The school’s concerns over inclusion are reminiscent of arguments made in the 1980s and 1990s over applications from Muslim schools for the same state funding available to Christian and Jewish schools. When the Islamia School, a Muslim faith school in the London Borough of Brent, sought state funding in the 1980s, The Times expressed concerns that this would lead to the “further alienation of the Muslim community”.

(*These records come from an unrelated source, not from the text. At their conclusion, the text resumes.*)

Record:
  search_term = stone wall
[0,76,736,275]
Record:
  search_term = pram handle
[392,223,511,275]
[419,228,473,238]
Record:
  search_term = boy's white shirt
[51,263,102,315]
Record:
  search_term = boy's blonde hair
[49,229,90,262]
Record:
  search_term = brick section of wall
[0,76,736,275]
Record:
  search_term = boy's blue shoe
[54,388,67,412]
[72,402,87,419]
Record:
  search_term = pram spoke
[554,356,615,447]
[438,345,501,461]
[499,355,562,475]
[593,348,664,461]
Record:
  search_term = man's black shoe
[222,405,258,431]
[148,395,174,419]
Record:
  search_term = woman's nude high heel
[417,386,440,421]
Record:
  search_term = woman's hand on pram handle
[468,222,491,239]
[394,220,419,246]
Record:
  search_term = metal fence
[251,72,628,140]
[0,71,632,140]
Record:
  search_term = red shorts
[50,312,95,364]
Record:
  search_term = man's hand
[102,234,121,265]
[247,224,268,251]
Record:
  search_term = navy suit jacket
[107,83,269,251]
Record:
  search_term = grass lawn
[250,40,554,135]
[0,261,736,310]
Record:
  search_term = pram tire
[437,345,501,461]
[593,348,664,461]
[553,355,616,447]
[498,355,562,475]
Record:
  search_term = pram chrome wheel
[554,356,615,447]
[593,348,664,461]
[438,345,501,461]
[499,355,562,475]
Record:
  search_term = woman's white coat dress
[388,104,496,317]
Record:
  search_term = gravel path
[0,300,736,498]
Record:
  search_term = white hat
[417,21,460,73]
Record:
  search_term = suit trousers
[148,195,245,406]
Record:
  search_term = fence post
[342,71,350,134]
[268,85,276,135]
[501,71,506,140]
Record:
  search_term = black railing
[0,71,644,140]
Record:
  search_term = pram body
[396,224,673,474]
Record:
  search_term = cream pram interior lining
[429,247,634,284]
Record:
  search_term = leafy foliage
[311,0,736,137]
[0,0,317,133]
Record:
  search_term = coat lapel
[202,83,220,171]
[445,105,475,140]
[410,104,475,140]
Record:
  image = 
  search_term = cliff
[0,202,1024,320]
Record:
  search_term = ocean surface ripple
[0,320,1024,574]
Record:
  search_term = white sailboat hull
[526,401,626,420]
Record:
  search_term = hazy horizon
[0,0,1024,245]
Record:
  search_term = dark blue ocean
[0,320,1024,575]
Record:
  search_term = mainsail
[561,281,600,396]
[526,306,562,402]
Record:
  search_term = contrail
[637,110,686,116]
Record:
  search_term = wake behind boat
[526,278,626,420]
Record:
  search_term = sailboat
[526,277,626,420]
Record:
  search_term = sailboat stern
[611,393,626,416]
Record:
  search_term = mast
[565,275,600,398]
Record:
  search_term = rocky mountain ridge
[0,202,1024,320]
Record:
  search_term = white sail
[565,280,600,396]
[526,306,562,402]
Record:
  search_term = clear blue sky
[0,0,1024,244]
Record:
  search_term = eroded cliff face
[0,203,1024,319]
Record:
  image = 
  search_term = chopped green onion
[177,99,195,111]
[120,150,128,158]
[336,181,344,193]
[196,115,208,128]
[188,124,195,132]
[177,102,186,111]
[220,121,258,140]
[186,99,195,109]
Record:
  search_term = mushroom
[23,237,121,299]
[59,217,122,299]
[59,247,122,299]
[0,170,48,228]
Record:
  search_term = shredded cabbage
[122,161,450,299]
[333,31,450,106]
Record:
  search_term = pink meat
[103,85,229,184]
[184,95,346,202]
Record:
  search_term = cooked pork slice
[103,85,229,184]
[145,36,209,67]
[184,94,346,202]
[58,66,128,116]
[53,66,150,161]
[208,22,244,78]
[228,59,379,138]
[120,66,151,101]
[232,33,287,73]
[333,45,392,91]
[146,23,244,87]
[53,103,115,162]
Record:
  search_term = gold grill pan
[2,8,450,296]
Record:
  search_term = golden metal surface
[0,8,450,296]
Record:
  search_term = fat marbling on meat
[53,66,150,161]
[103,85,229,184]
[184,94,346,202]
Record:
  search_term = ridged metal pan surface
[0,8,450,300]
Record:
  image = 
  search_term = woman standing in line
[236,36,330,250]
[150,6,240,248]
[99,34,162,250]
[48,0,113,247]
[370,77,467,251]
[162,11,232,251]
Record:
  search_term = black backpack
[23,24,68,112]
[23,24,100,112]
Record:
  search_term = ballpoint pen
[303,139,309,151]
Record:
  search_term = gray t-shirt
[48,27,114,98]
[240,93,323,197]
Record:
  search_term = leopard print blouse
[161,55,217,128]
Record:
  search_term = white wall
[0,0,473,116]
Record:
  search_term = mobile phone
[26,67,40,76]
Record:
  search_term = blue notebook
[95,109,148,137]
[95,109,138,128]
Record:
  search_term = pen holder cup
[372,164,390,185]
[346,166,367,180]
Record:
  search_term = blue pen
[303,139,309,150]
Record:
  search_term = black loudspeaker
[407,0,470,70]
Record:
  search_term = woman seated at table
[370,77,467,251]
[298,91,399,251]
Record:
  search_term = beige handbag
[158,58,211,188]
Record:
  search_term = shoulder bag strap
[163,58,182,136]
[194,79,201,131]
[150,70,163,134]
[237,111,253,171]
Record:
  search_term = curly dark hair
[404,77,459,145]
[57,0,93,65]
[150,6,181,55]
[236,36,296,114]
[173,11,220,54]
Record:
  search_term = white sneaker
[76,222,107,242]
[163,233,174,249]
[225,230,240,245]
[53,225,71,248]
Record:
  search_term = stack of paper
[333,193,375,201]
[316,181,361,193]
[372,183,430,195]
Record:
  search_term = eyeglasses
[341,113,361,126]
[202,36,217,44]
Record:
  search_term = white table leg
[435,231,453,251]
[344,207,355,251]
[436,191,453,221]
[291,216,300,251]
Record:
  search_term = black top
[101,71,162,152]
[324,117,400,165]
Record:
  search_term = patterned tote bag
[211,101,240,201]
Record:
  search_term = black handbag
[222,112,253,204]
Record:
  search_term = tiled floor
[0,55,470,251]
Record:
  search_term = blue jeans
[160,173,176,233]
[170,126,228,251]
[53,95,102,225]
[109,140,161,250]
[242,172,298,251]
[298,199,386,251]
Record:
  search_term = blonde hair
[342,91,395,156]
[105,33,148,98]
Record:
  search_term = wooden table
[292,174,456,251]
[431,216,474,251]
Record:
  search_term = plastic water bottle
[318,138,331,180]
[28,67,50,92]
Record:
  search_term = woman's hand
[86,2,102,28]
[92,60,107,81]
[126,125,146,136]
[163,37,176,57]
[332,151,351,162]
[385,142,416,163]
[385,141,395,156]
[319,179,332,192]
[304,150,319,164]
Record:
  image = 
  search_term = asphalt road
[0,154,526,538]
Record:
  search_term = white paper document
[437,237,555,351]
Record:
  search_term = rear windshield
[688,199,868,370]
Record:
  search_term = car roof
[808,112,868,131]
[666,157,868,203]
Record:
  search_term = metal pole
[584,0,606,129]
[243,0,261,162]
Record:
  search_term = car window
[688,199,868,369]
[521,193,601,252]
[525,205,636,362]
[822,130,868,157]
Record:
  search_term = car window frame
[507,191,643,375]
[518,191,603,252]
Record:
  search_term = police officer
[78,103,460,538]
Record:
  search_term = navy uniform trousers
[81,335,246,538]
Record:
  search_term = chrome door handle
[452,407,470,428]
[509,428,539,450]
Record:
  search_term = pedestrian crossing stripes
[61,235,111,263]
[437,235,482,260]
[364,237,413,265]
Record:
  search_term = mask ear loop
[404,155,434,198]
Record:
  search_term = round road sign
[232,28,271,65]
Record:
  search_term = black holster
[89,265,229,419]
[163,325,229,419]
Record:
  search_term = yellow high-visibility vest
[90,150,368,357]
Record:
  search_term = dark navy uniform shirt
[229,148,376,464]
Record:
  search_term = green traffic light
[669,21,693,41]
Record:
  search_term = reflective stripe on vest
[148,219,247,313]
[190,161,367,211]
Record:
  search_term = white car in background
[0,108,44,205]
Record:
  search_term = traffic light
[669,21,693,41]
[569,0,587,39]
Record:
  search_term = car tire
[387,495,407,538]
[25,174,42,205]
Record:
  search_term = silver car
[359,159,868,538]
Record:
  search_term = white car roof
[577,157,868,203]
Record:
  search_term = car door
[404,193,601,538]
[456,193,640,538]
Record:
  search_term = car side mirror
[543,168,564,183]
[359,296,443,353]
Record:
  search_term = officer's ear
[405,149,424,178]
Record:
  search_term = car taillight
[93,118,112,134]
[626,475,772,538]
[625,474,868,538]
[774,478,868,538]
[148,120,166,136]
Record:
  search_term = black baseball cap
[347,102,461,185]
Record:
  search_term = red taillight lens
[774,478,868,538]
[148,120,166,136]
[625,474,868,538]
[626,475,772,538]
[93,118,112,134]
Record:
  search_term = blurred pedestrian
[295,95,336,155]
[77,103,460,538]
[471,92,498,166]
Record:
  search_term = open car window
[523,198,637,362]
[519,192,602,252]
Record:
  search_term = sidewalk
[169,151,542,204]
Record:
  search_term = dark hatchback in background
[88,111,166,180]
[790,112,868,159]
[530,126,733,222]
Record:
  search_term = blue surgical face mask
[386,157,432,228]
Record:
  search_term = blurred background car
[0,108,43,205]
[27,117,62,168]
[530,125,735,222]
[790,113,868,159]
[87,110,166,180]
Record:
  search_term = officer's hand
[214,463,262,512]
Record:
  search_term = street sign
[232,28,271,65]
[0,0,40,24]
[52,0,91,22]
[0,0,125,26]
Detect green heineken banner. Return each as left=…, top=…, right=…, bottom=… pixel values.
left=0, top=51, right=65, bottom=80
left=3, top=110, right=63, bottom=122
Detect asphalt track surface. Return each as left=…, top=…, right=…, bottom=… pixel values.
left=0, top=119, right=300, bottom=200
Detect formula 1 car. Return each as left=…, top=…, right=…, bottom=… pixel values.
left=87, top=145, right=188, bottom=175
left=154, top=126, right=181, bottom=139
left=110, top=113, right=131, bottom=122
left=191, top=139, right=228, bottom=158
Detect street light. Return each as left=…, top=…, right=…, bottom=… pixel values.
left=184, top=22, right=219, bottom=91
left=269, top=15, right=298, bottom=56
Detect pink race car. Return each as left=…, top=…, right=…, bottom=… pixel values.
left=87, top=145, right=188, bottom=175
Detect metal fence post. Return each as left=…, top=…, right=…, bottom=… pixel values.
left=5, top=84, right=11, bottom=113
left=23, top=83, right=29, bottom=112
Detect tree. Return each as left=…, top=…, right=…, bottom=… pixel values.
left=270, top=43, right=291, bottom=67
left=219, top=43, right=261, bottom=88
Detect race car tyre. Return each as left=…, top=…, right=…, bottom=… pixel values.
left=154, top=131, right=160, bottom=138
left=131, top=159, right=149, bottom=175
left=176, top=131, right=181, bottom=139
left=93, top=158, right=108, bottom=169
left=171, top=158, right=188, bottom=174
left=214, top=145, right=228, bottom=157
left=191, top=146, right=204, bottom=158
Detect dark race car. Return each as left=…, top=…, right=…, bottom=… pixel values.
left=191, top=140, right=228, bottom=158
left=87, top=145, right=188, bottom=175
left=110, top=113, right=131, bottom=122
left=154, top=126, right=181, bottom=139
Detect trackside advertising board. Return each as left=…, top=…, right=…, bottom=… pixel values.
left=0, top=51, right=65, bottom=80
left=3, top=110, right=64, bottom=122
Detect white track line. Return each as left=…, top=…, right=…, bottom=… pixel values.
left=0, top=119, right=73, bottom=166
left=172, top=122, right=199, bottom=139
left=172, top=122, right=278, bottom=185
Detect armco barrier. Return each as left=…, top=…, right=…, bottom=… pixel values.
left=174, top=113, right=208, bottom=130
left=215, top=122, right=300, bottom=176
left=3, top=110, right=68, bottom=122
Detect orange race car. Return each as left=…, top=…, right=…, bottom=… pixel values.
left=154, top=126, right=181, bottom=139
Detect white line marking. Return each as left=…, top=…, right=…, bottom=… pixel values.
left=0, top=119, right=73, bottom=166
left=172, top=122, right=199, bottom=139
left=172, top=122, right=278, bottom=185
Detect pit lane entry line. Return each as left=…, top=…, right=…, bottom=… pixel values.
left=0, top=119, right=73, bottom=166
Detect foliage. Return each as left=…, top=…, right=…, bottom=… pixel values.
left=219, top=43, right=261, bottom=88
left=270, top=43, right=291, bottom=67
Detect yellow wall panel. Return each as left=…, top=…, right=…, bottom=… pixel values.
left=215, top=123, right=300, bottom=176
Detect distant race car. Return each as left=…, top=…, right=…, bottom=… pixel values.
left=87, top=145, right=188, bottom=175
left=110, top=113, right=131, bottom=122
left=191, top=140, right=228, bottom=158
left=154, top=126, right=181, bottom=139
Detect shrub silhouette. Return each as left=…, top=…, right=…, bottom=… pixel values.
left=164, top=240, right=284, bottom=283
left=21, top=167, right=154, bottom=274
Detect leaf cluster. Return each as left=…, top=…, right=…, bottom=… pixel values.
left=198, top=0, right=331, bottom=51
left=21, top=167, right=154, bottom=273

This vision of inclusion ignores the long history in English education of accommodating religious minority needs. From 1833, the government began subsidising education with building grants for Anglican schools. Within 20 years such funds were extended to Catholic, Wesleyan and Jewish schools. The state’s burgeoning financial involvement in education was accompanied by a pluralist approach to minority religions and denominations.

Matters of conscience

The 1870 Forster Education Act, the first major education act for England and Wales, enshrined the right to difference of religions within the legal educational framework. It contained a conscience clause, allowing non-Anglican parents to withdraw their children from religious instruction.

The end of Empire and the 1948 Nationality Act brought migrants to Britain from the Indian subcontinent. By the mid-1960s, Muslim children began to appear in schools in sufficient numbers that they were able to campaign collectively for the accommodation of their needs. And since the 1960s local education authorities and schools have accommodated Muslim needs within the same framework as those of Jews and Catholics.

In 1967, girls at the Moat Girls School in Leicester were given permission to wear the shalwar kameez – traditional dress of trousers and tunic – “on religious grounds” after an initial dispute between parents and the school. The Times quoted a statement from the governors who said that they were “concerned to maintain the religious tolerance which is traditional in this country”.

Arguments in favour of a tradition of tolerance were also raised in correspondence to the Leicester Mercury. One letter argued that in banning the shalwar kameez the headmistress would be “interfering with the principle of religious liberty so vital to English society”, comparing it to “Catholics being unable to withdraw their children from morning assembly or rosaries being banned in state schools”. Another letter asked: “why cannot a little tolerance be shown on this issue?”

Birbalsingh’s statement says that “our traditional values create a school environment that is a joy to be in”. She says that since the school’s inception, “our detractors have railed against our strict rules and traditional values”.

The examples above demonstrate that Birbalsingh’s invocation of “tradition” as a value of her school is flawed. Historically, there has been a tradition of accommodating religious need, not in all schools and not all the time, but enough that we should take notice of it.

The accommodation of difference is necessary in a country that may perceive itself as secular but is still officially Christian. Such accommodation does not undermine inclusion, it enhances it.